Prospects for Improving OMR with Multiple Recognizers

Donald Byrd and Megan Schindele

School of Informatics and School of Music

Indiana University

8 August 2006

(minor revision, 23 July 2007)

Abstract

OMR (Optical Music Recognition) programs have been available for years, but—depending on the complexity of the music, among other things—they still leave much to be desired in terms of accuracy. We studied the feasibility of achieving substantially better accuracy by using the output of several programs to “triangulate” and get better results than any of the individual programs; this multiple-recognizer approach has had some success with other media but, to our knowledge, has never been tried for music. A major obstacle is that the complexity of music notation is such that evaluating OMR accuracy is difficult for any but the simplest music. Nonetheless, existing programs have serious enough limitations that the multiple-recognizer approach is promising.

Keywords: Optical Music Recognition, OMR, classifier, recognizer, evaluation

Note: An earlier and much shorter version of this paper appeared in the Proceedings of the 7th International Conference on Music Information Retrieval (ISMIR 2006).

1. Recognizers and Multiple Recognizers in Text and Music

This report describes research on an approach to improved OMR (Optical Music Recognition) that, to our knowledge, has never been tried with music before, though it has been in use for some time in other domains, in particular OCR (Optical Character Recognition).

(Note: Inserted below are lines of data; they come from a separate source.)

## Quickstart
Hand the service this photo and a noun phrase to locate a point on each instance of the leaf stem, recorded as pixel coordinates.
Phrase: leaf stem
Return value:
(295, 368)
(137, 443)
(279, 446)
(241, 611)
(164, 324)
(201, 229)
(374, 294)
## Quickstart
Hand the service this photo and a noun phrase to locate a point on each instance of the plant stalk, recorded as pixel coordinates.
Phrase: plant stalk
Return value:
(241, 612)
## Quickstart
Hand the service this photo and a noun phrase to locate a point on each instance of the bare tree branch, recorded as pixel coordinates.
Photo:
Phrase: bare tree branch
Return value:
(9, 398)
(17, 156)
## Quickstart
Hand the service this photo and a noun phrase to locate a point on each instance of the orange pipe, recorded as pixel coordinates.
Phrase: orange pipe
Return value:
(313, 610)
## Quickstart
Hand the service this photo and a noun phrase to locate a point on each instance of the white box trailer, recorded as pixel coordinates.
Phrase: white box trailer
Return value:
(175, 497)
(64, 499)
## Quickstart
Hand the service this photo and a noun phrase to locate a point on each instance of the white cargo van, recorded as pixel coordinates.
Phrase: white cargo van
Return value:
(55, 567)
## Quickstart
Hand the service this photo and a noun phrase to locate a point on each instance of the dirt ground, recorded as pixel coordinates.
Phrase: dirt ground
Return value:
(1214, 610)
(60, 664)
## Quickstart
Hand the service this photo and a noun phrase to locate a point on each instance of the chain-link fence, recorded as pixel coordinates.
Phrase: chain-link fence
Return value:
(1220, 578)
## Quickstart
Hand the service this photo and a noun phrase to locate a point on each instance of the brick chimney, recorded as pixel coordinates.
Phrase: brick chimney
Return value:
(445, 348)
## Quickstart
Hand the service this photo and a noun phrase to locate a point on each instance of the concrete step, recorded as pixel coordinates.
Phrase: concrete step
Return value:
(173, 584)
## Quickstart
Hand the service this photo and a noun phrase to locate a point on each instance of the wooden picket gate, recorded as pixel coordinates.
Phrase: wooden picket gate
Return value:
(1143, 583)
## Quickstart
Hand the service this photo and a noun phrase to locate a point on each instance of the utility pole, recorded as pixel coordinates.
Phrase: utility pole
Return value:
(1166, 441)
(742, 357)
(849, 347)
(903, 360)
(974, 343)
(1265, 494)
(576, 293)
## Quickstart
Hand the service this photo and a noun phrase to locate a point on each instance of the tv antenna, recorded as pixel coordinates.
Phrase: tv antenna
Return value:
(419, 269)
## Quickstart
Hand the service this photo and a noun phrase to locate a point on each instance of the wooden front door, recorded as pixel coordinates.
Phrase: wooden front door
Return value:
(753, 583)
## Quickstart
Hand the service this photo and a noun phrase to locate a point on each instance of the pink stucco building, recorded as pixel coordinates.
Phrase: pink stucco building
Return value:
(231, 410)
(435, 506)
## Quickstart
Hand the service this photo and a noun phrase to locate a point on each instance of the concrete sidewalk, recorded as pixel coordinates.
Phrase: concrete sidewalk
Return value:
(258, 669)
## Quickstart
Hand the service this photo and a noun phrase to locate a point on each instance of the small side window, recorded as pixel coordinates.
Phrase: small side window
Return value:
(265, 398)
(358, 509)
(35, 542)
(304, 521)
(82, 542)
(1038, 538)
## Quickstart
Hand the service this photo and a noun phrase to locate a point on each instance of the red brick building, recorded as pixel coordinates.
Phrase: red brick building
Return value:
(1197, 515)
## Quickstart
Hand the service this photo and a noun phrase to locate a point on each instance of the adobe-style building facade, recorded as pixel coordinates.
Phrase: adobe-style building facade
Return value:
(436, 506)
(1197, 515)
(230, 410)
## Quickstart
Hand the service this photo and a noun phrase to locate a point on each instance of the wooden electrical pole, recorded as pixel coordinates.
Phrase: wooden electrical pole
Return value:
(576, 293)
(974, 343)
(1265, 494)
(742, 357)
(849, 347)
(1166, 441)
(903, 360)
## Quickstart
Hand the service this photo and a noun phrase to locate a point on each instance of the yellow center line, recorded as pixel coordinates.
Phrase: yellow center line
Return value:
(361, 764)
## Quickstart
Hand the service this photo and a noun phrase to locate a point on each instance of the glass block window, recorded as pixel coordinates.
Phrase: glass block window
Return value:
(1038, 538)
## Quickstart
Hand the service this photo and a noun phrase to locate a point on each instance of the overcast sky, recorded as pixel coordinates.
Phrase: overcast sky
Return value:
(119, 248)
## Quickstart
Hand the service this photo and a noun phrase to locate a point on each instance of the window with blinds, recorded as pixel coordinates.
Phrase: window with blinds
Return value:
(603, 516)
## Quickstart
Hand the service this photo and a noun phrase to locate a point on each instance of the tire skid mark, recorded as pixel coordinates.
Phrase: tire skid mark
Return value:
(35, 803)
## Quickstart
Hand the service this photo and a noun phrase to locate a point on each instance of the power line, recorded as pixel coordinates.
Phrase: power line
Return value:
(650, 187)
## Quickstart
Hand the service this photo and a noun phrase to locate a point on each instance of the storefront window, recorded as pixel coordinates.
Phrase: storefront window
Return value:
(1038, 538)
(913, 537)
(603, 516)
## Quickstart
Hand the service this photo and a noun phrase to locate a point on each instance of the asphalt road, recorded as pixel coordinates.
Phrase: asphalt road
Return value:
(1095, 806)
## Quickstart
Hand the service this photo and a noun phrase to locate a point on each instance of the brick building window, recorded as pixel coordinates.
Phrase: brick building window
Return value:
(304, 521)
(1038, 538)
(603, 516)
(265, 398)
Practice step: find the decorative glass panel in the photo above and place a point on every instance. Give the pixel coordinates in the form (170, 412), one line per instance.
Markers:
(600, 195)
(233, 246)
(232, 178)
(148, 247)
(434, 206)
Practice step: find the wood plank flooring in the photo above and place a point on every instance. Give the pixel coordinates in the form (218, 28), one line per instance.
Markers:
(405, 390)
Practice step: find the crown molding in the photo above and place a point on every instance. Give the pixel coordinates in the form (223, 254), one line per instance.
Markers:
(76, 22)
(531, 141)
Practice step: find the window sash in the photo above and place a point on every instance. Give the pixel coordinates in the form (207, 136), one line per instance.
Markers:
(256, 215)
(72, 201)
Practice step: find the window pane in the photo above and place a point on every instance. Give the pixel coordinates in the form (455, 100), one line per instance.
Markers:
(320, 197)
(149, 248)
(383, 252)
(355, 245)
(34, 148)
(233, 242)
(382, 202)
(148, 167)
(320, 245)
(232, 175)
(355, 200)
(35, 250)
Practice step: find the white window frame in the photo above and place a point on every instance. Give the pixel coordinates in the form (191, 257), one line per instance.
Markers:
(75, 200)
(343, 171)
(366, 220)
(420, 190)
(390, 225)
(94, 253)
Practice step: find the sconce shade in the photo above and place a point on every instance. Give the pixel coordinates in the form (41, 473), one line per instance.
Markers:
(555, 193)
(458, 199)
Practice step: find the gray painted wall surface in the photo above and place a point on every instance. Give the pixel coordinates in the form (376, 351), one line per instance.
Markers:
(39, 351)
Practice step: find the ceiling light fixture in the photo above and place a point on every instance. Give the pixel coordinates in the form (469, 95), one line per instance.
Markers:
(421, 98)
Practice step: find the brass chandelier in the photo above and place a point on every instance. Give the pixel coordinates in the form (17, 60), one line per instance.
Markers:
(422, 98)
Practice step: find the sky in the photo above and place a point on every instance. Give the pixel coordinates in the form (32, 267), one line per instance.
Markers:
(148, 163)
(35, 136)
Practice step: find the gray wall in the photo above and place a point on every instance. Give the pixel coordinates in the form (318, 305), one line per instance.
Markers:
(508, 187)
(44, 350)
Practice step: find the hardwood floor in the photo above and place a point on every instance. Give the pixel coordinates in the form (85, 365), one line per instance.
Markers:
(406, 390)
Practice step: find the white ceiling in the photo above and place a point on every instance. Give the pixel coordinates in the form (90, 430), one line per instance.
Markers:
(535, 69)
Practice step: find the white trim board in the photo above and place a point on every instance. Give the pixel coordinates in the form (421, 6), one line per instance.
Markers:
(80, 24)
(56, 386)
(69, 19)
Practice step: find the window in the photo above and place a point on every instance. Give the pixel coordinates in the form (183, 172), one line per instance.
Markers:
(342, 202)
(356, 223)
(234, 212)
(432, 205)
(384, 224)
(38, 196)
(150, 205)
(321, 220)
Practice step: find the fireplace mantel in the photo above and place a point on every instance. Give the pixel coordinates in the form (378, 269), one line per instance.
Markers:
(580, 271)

The basis of an optical symbol-recognition system of any type is a recognizer, an algorithm that takes an image that the system suspects represents one or more symbols and decides which, if any, of the possible symbols to be recognized the image contains. The recognizer works by first segmenting the image into subimages, then applying a classifier, which decides for each subimage on a single symbol or none. The fundamental idea of a multiple-recognizer system is to take advantage of several pre-existing but imperfect systems by comparing their results to “triangulate” and get substantially higher accuracy than any of the individual systems. This is clearly a form of N-version programming, and it has been done for OCR by Prime Recognition. Its creators reported a very substantial increase in accuracy (Prime Recognition, 2005); they gave no supporting evidence, but the idea of improving accuracy this way is certainly plausible. The point of multiple-recognizer OMR (henceforth “MR” OMR) is, of course, to do the same with music, and the basic question for such a system is how to merge the results of the constituent single-recognizer (henceforth “SR” OMR) systems, i.e., how to resolve disagreements among them in the way that increases accuracy the most.

The simplest merging algorithm for a MR system is to take a “vote” on each symbol or sequence of symbols and assume that the one that gets the most votes is correct. (Under ordinary circumstances—at least with text—a unanimous vote is likely on most symbols.) This appears to be what the Prime Recognition system does, with voting on a character-by-character basis among as few as three or many as six SR systems. A slightly more sophisticated approach is to test in advance for the possibility that the SR systems are of varying accuracy, and, if so, to weight the votes to reflect that.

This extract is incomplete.